If you do it the other way around, decreasing the maximum and leaving the rest of the numbers, the result should be the same (but with much less memory/array operations)!
To make it even faster, you can get rid of the memory oeprations completely (as suggested by Ivaylo Strandjev also): Find the minimum number and by the idea above (of decreasing numbers instead of increasing) you know how much decreases you require to decrease all numbers to this minimum number. So, after finding the minimum you need one loop to calculate the number of turns.
Take your example of {1,2,3}
The minimum is 1
Number of turns: (1-1)+(2-1)+(3-1) = 0 + 1 + 2 = 3
If you are really clever, it is possible to calculate the number of turns directly when inputting the numbers and keeping track of the current minimum number... Try it! ;)
You only care about the count not about the actual actions you need to perform. So instead of performing the moves one by one try to find a way to count the number of moves without performing them. The code you wrote will not pass in the time limit no matter how well you optimize it.

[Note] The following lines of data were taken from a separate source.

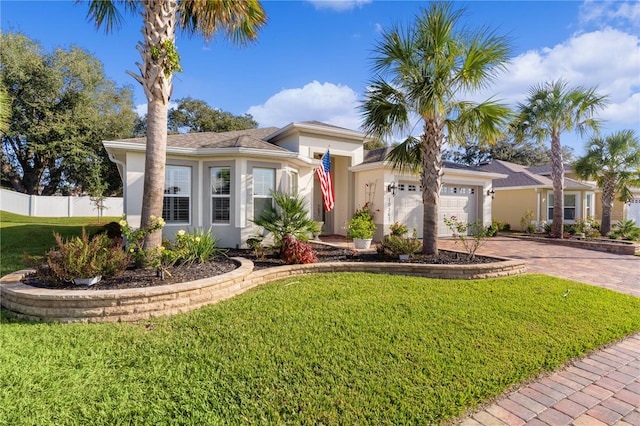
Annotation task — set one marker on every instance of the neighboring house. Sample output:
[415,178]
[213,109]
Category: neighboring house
[531,188]
[223,180]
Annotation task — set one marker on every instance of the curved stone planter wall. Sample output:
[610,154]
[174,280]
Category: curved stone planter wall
[142,303]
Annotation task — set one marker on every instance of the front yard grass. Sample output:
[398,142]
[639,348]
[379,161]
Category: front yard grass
[21,235]
[319,349]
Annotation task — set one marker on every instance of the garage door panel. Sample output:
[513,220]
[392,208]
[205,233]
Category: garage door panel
[459,201]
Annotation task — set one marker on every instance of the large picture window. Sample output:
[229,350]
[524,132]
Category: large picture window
[264,181]
[176,206]
[569,206]
[220,195]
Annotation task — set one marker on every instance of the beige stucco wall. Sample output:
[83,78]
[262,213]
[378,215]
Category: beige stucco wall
[511,205]
[378,176]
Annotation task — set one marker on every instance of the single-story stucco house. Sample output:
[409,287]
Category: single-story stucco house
[223,181]
[531,188]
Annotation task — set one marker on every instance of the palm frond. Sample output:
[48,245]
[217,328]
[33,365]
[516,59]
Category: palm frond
[240,21]
[406,156]
[106,13]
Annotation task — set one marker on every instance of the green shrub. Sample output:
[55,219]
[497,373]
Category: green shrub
[297,252]
[361,224]
[397,244]
[196,246]
[526,224]
[471,235]
[288,217]
[82,257]
[589,227]
[626,230]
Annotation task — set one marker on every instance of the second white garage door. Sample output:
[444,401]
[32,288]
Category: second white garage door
[455,200]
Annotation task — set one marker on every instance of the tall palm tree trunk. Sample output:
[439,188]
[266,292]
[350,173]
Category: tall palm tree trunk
[607,198]
[431,179]
[557,174]
[159,31]
[154,169]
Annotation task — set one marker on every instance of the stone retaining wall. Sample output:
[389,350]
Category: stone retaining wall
[141,303]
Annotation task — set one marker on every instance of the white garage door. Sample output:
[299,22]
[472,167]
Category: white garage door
[633,211]
[455,200]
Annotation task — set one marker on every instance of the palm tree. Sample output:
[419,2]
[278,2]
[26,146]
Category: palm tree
[614,163]
[551,109]
[431,66]
[240,21]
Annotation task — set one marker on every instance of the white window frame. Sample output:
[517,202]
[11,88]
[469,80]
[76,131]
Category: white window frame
[259,193]
[169,183]
[575,206]
[220,195]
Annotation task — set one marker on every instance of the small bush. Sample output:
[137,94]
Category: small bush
[297,252]
[471,235]
[82,257]
[255,244]
[288,217]
[626,230]
[589,227]
[196,246]
[399,229]
[361,224]
[396,245]
[526,224]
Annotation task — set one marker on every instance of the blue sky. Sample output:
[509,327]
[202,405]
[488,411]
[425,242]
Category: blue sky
[312,59]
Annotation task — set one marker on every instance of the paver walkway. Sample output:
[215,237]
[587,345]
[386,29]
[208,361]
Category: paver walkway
[601,389]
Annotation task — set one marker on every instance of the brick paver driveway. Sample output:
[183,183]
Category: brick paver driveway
[612,271]
[602,388]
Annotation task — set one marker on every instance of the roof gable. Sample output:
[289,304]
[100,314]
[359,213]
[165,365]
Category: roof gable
[521,176]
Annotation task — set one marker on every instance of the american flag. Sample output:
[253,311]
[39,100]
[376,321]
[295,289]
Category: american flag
[326,183]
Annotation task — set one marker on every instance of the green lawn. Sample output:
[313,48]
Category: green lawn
[21,235]
[319,349]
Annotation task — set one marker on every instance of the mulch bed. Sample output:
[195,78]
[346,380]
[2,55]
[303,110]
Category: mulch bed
[139,278]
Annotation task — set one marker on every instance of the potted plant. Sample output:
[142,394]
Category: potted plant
[361,227]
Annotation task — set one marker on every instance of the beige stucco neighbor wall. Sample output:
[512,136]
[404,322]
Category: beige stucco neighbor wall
[511,205]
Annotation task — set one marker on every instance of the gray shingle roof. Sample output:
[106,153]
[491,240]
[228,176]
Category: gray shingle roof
[377,155]
[521,176]
[251,138]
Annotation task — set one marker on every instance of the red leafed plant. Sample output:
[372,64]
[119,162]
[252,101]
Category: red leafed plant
[297,252]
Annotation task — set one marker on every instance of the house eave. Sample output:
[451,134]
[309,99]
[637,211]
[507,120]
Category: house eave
[319,130]
[197,152]
[387,165]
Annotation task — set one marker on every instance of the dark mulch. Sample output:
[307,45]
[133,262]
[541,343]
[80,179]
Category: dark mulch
[138,278]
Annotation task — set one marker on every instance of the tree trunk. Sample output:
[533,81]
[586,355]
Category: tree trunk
[431,180]
[154,169]
[159,26]
[557,174]
[607,198]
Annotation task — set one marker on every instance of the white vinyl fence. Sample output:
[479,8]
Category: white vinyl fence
[36,205]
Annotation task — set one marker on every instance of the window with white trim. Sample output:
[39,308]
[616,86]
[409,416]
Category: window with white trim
[569,206]
[176,205]
[589,205]
[220,195]
[264,181]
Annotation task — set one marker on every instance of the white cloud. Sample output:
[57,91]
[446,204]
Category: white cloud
[326,102]
[608,59]
[141,110]
[339,5]
[602,14]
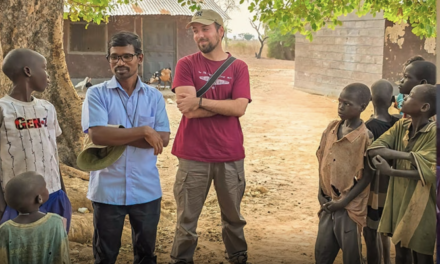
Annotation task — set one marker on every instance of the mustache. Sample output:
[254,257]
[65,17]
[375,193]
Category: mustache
[122,67]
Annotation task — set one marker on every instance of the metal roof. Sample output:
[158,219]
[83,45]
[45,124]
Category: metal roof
[160,7]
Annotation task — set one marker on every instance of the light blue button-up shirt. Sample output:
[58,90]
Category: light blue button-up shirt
[133,178]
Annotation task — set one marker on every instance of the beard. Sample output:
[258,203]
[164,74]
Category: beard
[207,48]
[123,75]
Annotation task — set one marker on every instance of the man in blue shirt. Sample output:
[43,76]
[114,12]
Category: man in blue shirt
[131,185]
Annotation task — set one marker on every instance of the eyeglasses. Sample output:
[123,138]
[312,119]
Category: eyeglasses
[125,57]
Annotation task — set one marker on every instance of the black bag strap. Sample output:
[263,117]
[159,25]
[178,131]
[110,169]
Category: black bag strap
[214,77]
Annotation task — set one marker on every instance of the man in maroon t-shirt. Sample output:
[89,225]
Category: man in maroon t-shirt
[209,141]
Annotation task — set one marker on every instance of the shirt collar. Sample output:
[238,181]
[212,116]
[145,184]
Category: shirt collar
[353,135]
[113,83]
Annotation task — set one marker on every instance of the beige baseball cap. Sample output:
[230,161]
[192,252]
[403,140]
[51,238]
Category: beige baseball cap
[206,17]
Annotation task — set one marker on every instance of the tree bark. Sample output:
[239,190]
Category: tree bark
[38,25]
[437,49]
[261,45]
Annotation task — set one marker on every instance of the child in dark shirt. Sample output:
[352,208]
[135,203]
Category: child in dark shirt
[379,123]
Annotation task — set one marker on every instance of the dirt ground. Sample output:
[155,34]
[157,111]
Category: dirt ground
[282,129]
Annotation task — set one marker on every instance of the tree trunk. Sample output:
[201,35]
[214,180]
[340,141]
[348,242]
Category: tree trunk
[261,48]
[437,49]
[38,25]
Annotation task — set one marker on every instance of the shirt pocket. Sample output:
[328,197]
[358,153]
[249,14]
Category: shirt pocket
[146,121]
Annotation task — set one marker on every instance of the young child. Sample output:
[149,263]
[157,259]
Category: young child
[379,123]
[28,131]
[32,237]
[400,96]
[343,182]
[409,214]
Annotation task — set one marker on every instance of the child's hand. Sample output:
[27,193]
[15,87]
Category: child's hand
[334,206]
[382,165]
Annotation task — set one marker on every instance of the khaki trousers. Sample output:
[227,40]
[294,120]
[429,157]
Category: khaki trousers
[193,181]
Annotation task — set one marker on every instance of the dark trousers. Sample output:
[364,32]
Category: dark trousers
[108,221]
[337,231]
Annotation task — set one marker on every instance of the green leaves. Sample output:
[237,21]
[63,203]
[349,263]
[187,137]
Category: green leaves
[306,16]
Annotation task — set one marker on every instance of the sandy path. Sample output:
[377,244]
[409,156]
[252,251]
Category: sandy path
[282,128]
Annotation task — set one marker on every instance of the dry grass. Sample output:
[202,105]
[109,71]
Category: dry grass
[248,48]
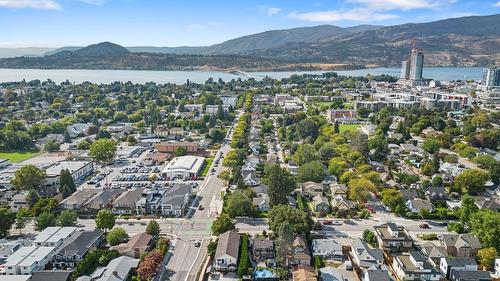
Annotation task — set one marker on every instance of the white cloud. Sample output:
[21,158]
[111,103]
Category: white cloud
[270,11]
[94,2]
[193,27]
[359,15]
[405,5]
[34,4]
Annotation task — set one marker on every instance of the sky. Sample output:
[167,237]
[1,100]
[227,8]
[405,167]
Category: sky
[56,23]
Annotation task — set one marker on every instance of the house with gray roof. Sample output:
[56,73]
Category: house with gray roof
[393,238]
[74,250]
[448,264]
[365,256]
[226,255]
[125,202]
[414,266]
[470,275]
[175,200]
[117,270]
[327,248]
[461,245]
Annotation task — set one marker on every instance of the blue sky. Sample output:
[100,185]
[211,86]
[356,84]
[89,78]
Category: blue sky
[54,23]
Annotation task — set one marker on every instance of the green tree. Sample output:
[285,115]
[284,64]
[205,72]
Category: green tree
[471,181]
[153,228]
[392,198]
[280,183]
[105,220]
[180,151]
[431,145]
[300,221]
[238,204]
[44,220]
[486,257]
[305,153]
[51,146]
[312,171]
[370,238]
[485,225]
[32,197]
[22,217]
[337,166]
[284,240]
[66,179]
[103,150]
[360,189]
[67,218]
[7,220]
[222,224]
[116,236]
[28,177]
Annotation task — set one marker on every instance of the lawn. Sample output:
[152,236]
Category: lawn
[348,127]
[17,157]
[208,164]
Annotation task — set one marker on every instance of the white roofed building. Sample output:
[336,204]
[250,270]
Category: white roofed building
[184,167]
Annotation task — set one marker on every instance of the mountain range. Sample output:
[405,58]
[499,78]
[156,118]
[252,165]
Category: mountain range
[465,41]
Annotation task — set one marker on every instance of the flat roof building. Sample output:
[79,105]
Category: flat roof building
[184,167]
[27,260]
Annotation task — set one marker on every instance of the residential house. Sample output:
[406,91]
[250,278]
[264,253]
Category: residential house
[226,255]
[364,256]
[437,193]
[312,189]
[299,252]
[461,245]
[304,273]
[416,205]
[377,275]
[117,269]
[448,264]
[340,203]
[433,253]
[27,260]
[393,238]
[320,203]
[150,202]
[414,266]
[124,204]
[74,250]
[470,275]
[331,274]
[19,201]
[175,200]
[327,248]
[261,202]
[102,200]
[136,246]
[262,249]
[338,189]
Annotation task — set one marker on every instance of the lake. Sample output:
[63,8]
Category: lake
[180,77]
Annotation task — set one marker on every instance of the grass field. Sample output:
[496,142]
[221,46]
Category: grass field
[17,157]
[348,127]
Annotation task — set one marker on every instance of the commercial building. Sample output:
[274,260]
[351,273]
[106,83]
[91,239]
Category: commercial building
[79,170]
[27,260]
[171,147]
[54,236]
[491,79]
[184,167]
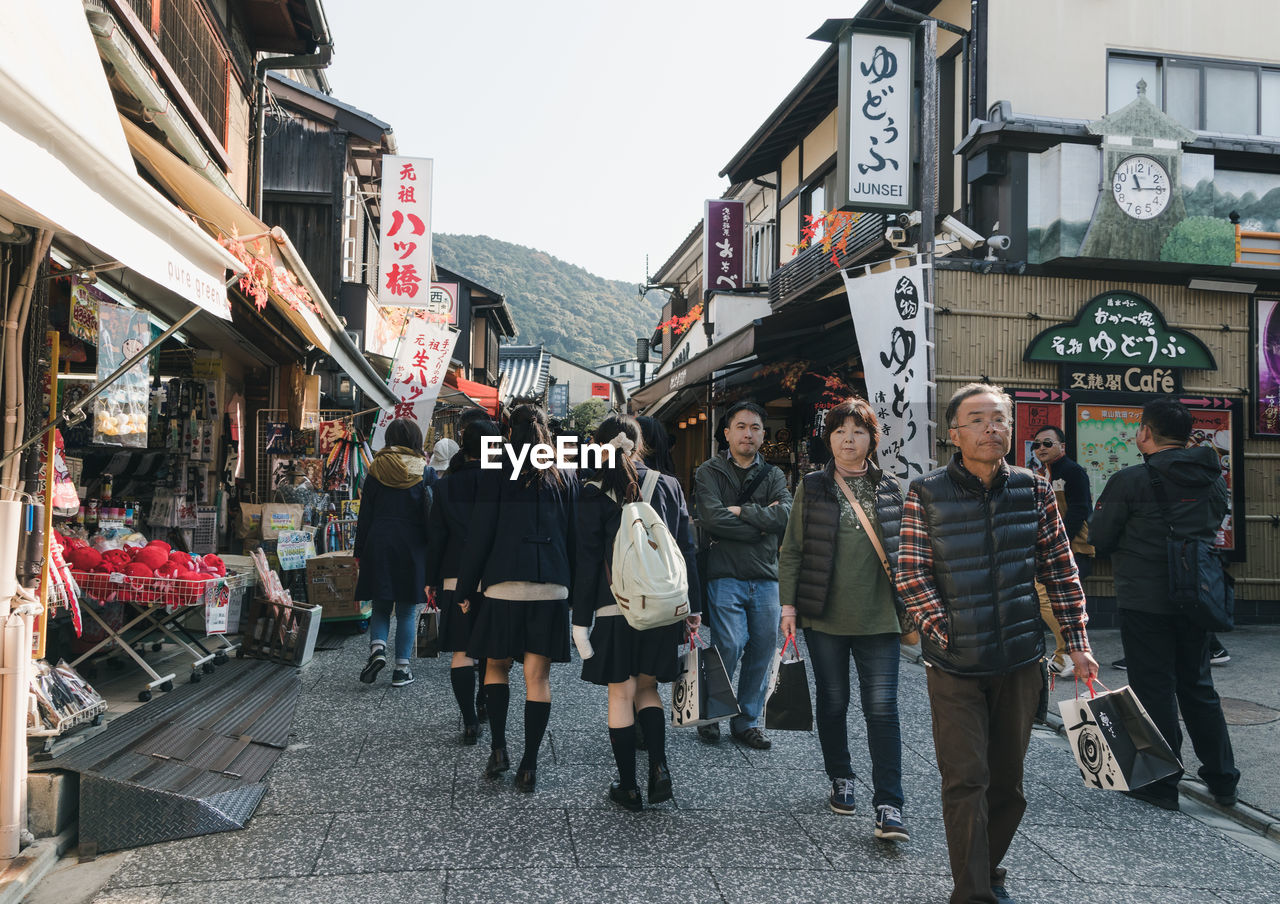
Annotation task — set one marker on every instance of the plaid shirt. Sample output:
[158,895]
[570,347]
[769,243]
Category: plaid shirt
[1055,569]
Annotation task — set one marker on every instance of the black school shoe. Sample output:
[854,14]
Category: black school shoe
[498,762]
[376,661]
[659,784]
[626,798]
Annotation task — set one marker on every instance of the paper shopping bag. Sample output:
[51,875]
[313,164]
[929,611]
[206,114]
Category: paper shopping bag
[428,645]
[703,692]
[1115,743]
[789,707]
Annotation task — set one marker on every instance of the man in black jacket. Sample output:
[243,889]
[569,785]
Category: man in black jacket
[976,537]
[1070,485]
[1168,656]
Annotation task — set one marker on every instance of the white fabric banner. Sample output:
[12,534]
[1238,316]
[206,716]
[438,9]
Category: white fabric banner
[888,318]
[405,247]
[421,364]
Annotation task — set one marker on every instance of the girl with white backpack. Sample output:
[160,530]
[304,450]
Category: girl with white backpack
[631,662]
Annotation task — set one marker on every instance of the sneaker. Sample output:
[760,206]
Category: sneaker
[1065,670]
[841,799]
[376,660]
[753,738]
[888,823]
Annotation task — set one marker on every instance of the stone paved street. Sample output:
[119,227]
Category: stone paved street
[376,800]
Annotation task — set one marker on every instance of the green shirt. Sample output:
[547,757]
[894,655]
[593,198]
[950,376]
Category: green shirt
[860,599]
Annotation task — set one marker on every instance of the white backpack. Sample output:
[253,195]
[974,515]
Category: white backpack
[648,578]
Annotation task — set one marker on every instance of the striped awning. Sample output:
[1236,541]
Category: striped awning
[526,369]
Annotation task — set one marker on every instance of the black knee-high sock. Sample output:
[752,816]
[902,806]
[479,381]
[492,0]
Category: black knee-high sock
[464,680]
[536,715]
[624,743]
[499,697]
[653,722]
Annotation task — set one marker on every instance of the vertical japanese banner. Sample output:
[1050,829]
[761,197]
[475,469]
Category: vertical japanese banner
[421,364]
[405,249]
[877,74]
[723,245]
[888,318]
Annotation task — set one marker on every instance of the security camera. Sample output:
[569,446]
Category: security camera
[964,234]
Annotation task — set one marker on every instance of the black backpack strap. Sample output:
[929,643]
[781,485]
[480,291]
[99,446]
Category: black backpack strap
[1161,497]
[749,488]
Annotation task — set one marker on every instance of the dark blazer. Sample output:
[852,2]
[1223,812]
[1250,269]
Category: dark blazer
[449,521]
[520,532]
[391,540]
[598,519]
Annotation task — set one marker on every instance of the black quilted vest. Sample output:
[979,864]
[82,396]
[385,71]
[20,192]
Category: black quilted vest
[821,524]
[983,546]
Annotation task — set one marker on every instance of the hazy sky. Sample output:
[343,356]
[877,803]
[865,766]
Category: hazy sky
[592,131]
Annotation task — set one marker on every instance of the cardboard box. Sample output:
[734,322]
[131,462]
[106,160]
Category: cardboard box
[332,584]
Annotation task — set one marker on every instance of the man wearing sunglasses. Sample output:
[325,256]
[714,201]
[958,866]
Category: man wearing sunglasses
[1074,503]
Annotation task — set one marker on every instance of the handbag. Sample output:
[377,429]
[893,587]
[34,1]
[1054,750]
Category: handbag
[428,642]
[910,637]
[789,707]
[1115,743]
[703,692]
[1198,585]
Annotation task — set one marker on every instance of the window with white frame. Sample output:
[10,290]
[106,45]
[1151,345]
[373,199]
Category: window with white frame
[1203,95]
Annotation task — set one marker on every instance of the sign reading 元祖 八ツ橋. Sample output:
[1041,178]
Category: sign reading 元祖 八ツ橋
[1121,329]
[405,250]
[888,319]
[873,161]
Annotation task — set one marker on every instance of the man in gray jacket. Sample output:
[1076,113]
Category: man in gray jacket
[743,505]
[1166,654]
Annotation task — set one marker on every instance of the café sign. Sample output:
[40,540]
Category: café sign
[1120,329]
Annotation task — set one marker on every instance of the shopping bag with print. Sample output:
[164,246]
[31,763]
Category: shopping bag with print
[789,707]
[428,645]
[1115,743]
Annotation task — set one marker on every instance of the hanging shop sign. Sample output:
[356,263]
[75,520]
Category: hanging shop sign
[888,318]
[421,364]
[405,251]
[1265,366]
[723,243]
[1166,380]
[443,301]
[1120,329]
[874,168]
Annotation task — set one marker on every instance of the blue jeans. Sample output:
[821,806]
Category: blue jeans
[876,657]
[406,626]
[744,619]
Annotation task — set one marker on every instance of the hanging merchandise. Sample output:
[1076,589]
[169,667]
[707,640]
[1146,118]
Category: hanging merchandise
[120,411]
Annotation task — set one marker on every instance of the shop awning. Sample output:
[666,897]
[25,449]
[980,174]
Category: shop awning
[67,167]
[228,218]
[732,347]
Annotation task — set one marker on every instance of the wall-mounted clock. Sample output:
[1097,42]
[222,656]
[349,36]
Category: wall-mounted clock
[1141,187]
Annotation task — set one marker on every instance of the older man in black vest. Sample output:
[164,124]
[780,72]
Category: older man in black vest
[976,537]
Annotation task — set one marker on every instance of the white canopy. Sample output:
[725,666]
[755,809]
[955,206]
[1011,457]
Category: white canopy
[65,165]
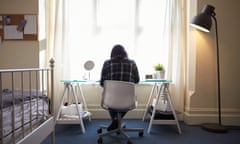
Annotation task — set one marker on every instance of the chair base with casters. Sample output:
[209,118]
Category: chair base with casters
[120,130]
[120,97]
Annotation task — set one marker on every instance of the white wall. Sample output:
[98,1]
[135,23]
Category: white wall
[202,105]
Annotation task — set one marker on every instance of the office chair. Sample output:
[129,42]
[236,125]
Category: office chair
[120,97]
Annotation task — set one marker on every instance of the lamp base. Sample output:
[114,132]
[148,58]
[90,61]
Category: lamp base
[216,128]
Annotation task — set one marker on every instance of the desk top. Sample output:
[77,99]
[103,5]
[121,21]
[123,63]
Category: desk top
[97,81]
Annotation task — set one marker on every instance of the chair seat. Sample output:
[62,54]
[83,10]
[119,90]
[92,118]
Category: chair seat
[120,97]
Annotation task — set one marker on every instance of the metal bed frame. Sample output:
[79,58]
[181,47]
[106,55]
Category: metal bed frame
[31,78]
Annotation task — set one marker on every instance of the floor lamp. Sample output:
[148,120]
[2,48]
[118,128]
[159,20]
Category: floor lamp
[203,22]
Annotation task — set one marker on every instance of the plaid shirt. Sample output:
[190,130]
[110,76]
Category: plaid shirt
[123,70]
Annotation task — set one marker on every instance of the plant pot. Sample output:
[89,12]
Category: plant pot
[159,74]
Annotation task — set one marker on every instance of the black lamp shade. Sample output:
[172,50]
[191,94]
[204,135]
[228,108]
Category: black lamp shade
[203,21]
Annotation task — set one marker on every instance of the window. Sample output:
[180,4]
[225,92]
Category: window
[142,27]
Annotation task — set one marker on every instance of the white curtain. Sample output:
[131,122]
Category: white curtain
[151,31]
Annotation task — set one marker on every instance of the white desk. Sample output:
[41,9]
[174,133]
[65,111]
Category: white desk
[162,90]
[73,88]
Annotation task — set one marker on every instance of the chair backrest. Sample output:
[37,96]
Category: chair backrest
[118,95]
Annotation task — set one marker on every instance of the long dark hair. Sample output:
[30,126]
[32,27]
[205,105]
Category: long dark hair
[118,52]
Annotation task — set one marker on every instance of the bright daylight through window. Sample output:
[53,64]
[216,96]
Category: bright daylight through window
[141,26]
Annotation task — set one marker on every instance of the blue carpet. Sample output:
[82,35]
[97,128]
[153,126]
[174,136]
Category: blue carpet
[160,134]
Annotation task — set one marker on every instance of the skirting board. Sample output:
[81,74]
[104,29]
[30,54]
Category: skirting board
[229,117]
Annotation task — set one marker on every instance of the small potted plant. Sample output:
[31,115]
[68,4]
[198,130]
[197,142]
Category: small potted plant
[160,71]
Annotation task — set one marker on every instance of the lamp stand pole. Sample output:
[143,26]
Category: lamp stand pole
[217,128]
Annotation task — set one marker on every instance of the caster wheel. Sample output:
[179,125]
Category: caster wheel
[100,141]
[129,142]
[140,134]
[99,130]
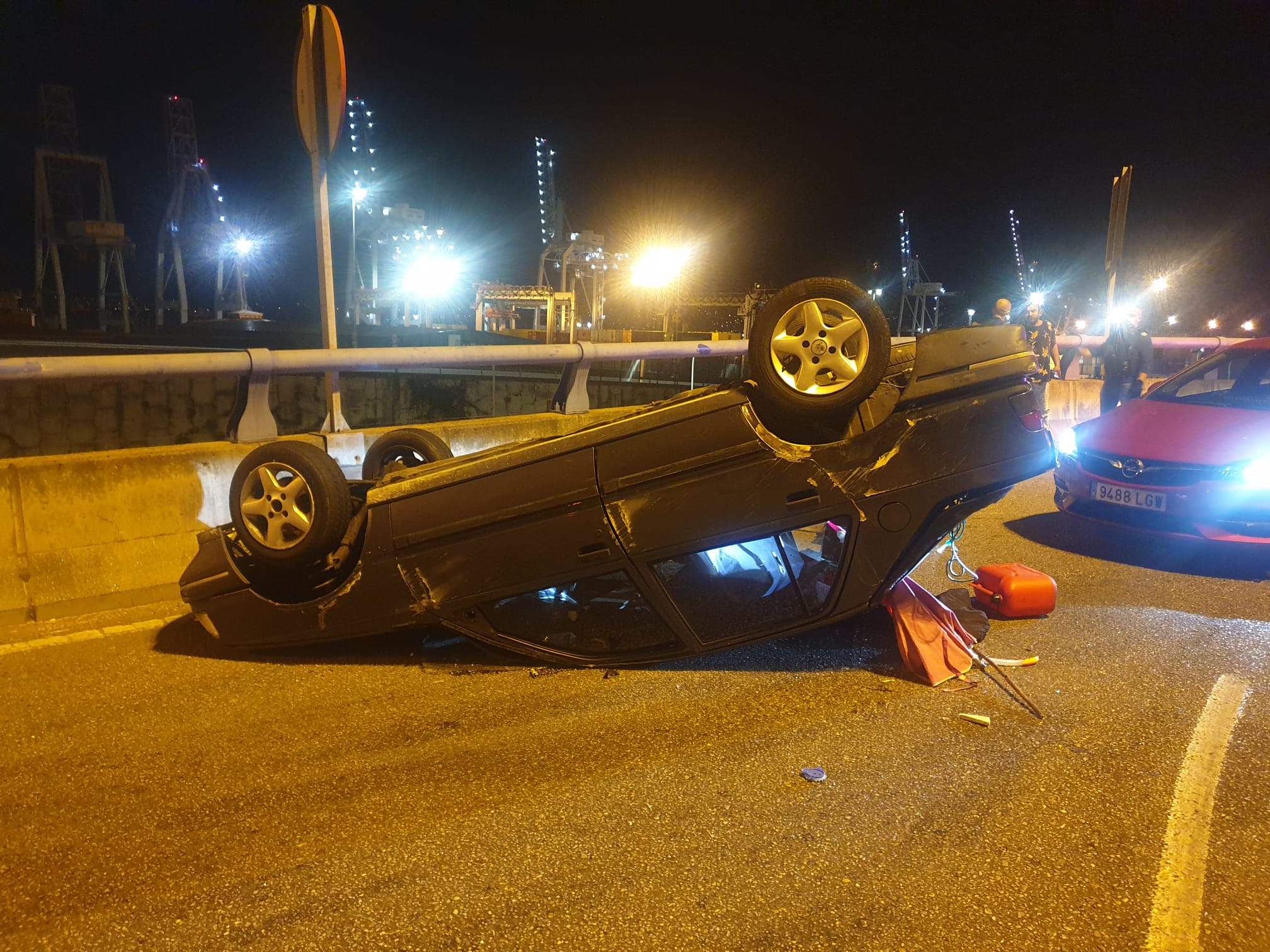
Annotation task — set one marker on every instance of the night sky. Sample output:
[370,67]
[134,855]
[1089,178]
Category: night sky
[784,141]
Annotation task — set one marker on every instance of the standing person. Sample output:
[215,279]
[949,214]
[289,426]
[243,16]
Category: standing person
[1000,316]
[1126,360]
[1044,344]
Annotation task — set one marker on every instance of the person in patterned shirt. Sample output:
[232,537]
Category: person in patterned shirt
[1044,343]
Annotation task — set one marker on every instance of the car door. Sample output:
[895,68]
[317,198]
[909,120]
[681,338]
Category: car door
[733,537]
[526,557]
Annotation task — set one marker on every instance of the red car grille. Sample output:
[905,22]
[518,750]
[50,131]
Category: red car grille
[1153,472]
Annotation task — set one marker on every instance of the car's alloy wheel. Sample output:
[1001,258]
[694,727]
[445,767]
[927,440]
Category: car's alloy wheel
[818,348]
[290,503]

The maximum element observation you've made will help you along the way.
Besides the other comments, if I get this right and your code is just a little bit too slow, here are two optimizations which should help you.
First, you can combine equality() and findMax() and only scan once through the array instead of your current worst case (twice).
Second, you can split the "increase" loop into two parts (below and above the max position). This will remove the effort to check the position in the loop.
1) Try unrolling the loops
2) Can you use SIMD instruction? That would really speed this code up
I would printf in a separate thread, since it's an I/O operation and is much slower than your calculations.
It also does not demand complicated management e.g Producer-Consumer queue, since you only pass the ordered numbers from 0 to last count.
Here's the pseudo-code:
volatile int m_count = 0;
volatile bool isExit = false;
void ParallelPrint()
{
int currCount = 0;
while (!isExit)
{
while (currCount < m_count)
{
currCount++;
printf("%d\n", currCount);
}
Sleep(0); // just content switch
}
}
Open the thread before the scanf("%d",&t); (I guess this initialization time is not counted), and close the thread by isExit = true; before the return from your Main().